Bagi SukkhaCitta, katanya, manfaat terbesarnya bukanlah konsumen membeli fesyen sebanyak-banyaknya, namun mengurangi jumlah pakaiannya. “Kami ingin berperan dalam menyelesaikan masalah over-konsumsi dan over-produksi,” imbuhnya.
Meski memiliki banyak niat baik, bukan berarti SukkhaCitta tidak menghadapi tantangan dalam perjalanannya. Selain terus menggalakkan edukasi untuk mengurangi konsumerisme, menciptakan kebangkitan fashion tidak semudah membalikkan telapak tangan.
Ana menceritakan, “Kami harus benar-benar fleksibel karena mengikuti musim (produksi pakaian klasik). Kalau butuh inspirasi, biasanya saya ke desa-desa. Di koleksi ini, misalnya, saya melihat tanaman nila. Warna pertama kami kapasnya selalu putih atau coklat, tapi ketika saya melihat tanaman nila diambil, saya berpikir, kenapa tidak dimanfaatkan?
Menghadapi kondisi yang tidak menentu, ia juga berbicara tentang buruknya panen kapas tahun ini, yang ia sebut sebagai penyebab cuaca buruk tersebut. Oleh karena itu, mereka harus “bergerak cepat”, mencari alternatif lain.

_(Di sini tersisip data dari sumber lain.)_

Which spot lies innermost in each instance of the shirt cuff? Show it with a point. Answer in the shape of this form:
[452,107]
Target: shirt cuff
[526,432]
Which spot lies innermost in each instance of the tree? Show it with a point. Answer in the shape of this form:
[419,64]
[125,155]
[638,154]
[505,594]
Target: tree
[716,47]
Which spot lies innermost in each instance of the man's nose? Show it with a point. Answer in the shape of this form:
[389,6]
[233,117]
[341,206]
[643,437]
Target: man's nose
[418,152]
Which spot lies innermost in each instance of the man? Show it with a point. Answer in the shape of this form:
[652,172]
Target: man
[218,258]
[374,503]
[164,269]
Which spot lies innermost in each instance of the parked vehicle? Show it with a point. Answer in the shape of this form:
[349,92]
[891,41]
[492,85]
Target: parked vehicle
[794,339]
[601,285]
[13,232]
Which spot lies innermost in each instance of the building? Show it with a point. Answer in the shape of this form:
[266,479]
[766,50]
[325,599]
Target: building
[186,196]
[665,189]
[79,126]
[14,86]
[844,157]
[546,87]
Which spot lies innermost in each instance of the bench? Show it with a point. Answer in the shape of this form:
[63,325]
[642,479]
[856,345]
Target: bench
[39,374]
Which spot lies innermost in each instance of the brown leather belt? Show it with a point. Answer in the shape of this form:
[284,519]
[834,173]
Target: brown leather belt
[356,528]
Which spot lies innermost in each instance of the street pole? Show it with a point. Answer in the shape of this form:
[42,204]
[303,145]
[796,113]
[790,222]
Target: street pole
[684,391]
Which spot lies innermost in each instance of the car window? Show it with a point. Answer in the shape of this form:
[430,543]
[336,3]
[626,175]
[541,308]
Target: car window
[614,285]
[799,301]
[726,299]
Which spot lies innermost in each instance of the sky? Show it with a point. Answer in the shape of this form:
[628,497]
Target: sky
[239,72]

“Karena begitu banyak ketidakpastian di alam, saya harus berhati-hati. “Misalnya, daripada memandangnya sebagai produk yang ditolak, saya harus bisa menonjolkannya sebagai (pakaian) yang unik,” ujarnya.
Dalam konteks ini, ia menunjukkan sifat kain katun. Setelah itu membatik. Karena batik itu buatan tangan, setiap orang berbeda-beda. Saya harus menemukan keindahan dalam hal-hal yang tidak sempurna,” katanya.